Ideas for stories come from what Noonan calls "spitball sessions," online brainstorming sessions where the team throws out as many as 40 or 50 headlines on the hot topic of the day.
The process has worked pretty well for them — in 2013 thebeaverton.com had 2.5 million hits but Noonan says the company is still working on "monetizing" their business.
"We're still new on the scene so we're brand building," he said identifying some established Canadian political satire competitors in Frank Magazine, This Hour has 22 Minutes and CBC Radio's This is That.
"It takes time to develop as a business."
In terms of stories, Noonan says that Rob Ford and Stephen Harper yarns do well but that The Beaverton's top stories in 2013 were a little "off the board."
"We took an angle on the Quebec language law.

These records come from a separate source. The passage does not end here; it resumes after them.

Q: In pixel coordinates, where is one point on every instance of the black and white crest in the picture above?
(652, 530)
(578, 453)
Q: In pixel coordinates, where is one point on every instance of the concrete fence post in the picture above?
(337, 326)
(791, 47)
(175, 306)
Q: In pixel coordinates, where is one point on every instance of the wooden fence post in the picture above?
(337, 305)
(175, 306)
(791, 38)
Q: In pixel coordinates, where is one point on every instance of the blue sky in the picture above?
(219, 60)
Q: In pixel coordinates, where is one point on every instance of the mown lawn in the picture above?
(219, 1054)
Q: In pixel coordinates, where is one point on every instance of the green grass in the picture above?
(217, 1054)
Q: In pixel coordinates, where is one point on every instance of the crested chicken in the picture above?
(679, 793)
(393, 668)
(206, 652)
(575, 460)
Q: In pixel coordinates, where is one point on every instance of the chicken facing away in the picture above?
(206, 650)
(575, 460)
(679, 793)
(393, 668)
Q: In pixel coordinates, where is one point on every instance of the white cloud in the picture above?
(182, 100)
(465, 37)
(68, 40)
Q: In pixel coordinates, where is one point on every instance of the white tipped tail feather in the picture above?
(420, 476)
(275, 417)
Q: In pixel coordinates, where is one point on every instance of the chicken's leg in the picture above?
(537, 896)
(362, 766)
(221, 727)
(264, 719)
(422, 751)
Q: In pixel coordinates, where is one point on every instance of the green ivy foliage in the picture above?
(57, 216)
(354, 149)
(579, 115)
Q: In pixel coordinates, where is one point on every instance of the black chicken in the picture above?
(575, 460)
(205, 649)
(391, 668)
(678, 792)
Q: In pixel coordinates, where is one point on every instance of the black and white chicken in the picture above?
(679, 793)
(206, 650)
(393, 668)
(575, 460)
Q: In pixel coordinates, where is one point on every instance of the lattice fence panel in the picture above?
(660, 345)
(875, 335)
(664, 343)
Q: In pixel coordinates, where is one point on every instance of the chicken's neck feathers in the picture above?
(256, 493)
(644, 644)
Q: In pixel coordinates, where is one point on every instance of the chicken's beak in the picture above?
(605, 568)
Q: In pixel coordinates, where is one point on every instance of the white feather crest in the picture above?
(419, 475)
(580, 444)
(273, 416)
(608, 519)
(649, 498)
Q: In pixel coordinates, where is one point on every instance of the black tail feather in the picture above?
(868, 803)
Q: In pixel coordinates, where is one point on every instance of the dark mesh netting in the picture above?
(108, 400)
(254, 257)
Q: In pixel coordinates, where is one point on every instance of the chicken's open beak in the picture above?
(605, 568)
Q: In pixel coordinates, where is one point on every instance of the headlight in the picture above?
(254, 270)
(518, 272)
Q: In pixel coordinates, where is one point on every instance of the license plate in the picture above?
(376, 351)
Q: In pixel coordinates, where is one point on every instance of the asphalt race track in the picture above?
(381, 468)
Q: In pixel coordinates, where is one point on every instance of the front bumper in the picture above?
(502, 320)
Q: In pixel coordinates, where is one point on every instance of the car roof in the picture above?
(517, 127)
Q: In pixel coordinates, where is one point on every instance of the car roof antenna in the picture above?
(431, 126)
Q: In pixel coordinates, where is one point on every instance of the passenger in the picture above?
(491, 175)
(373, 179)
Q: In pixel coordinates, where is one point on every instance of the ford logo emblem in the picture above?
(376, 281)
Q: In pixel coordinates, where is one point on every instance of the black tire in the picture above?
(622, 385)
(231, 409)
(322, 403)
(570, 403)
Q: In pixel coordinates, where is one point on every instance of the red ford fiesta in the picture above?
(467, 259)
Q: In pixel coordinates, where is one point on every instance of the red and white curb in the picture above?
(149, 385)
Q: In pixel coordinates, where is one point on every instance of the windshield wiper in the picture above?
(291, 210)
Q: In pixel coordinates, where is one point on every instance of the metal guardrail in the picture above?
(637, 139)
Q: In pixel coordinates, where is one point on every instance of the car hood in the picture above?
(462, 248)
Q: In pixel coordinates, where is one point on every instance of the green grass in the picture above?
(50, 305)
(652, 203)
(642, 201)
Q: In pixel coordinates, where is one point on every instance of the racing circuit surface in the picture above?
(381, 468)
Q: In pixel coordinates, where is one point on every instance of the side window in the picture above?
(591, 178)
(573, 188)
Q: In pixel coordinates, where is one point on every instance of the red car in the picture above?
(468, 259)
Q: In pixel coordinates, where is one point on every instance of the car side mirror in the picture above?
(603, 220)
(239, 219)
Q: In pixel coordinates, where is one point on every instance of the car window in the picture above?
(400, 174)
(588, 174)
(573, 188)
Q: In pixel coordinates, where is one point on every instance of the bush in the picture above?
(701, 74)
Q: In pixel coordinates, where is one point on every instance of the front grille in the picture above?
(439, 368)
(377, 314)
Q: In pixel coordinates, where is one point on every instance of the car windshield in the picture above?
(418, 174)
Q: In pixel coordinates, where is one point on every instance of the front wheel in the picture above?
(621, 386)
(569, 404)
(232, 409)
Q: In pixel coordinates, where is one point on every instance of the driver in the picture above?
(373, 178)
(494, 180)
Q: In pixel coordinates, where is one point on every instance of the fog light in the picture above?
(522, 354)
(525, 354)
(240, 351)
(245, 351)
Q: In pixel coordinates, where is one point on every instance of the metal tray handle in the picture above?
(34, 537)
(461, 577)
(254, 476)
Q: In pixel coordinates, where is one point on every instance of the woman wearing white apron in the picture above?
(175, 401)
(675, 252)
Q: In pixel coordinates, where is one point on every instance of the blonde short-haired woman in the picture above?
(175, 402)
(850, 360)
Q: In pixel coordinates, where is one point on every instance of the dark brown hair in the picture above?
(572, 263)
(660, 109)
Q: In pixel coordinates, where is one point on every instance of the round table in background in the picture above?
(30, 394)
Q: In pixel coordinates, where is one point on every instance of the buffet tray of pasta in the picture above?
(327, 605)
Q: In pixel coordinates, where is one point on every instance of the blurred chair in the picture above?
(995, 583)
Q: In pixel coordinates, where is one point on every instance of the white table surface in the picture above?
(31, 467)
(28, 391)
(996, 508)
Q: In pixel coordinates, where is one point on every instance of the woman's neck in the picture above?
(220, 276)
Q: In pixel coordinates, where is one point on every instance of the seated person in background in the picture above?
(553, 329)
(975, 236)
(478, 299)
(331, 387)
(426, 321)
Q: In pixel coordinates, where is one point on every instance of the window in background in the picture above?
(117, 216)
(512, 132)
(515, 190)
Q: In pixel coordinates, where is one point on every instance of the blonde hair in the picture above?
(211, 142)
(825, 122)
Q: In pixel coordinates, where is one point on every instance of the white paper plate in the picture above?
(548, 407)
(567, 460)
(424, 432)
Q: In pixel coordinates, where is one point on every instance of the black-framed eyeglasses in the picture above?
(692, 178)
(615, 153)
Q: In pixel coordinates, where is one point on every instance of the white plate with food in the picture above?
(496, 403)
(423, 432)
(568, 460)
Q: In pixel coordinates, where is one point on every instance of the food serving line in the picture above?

We had this article about a parrot getting deported from the Montreal biodome because he picked up too much English from the tourists visiting it," Noonan recounts.
"Our biggest hits were on two Chris Hadfield stories. One when he came back from outer space, we wrote a story that [when] he came home he had over a million dollar phone bill from Rogers from all the tweeting and sending Instagrams from space.
"And another story about Chris Hadfield, where he went to see the movie Gravity and was heckling because he didn't like the inaccuracies and the [unrealistic space scenes]. He got kicked out of the theatre. It was a ridiculous story but it got picked up as real by quite a few different [media] outlets. That one went...viral too."
[ More Politics: Is Quebec's values charter the PQ's ticket to a majority? ]
The Israel piece hasn't gone viral yet, but its writer Bunting says it's getting some good online buzz.
As of publication time, it had about 1,500 shares.